R/dist.wNNSel.R

###############################################################################  
##                                                                           ##  
## wNNSel - weighted nearest neighbor imputation using selected neighbors    ##  
##                                                                           ##  
##  his function computes specific distances for the imputation of a         ##  
##  missing value using wNNSel method.                                       ##  
##                                                                           ##  
## Author: Shahla Faisal shahla_ramzan@yahoo.com                             ##
##                                                                           ##   
###############################################################################  


#### Distance function for wNNSel imputation
####
#### This function computes specific distances for the imputation of a missing value using \code{wNNSel} method.
####
#### The specific distancs are computed using important covariates only.

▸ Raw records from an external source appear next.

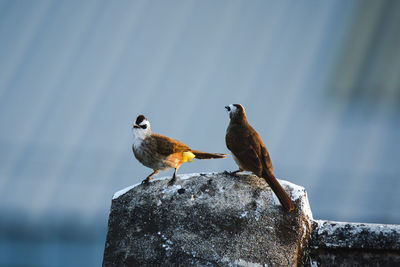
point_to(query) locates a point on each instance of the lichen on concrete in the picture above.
(206, 220)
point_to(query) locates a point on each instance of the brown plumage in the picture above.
(160, 152)
(250, 153)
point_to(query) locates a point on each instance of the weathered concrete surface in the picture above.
(353, 244)
(206, 220)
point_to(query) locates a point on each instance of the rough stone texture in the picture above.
(206, 220)
(353, 244)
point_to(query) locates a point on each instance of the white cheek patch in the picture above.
(145, 122)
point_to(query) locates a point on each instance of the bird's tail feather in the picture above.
(205, 155)
(283, 197)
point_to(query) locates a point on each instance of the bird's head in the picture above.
(141, 128)
(235, 111)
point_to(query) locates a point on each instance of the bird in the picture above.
(250, 153)
(159, 152)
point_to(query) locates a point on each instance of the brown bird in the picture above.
(250, 153)
(160, 152)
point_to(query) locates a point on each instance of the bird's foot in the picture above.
(234, 173)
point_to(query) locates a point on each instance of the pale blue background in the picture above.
(319, 80)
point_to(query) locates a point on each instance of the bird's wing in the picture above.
(245, 152)
(266, 160)
(167, 146)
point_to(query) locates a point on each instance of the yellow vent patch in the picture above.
(188, 156)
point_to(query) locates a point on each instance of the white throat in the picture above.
(140, 134)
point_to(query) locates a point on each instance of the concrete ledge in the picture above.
(353, 244)
(211, 219)
(214, 219)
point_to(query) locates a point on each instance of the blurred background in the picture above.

#### If \code{mehtod="1"}, the linear function in absolute value of \eqn{r} is used, defined by
#### \deqn{\frac{|r|}{1-c} - \frac{c}{1-c},}
#### for \eqn{|r|>c}, and, 0 , otherwise. 
#### By default, the power function \eqn{|r|^m } is used when \code{mehtod="2"}. For more detailed discussion, see references.
####
#### @param x a matrix containing missing values
#### @param x.initial an optional. A complete data matrix e.g. using mean imputation of \code{x}. If provided, it will be used for the computation of correlations.
#### @param x.dist distance to compute. The default is \code{x.dist="euclidean"}, that uses the Euclidean distance. Set \code{x.dist} to \code{NULL} for Manhattan distance.
#### @param convex logical. If \code{TRUE}, selected variables are used for the computation of distance.  The default is \code{TRUE}.
#### @param m \code{scaler}, a tuning parameter required by the power function.
#### @param c \code{scaler}, a tuning parameter required by the linear function.  
#### @param method  convex function,  performs selection of variables. If \code{method="1"}, linear function is used and the power function is used when \code{method="2"}.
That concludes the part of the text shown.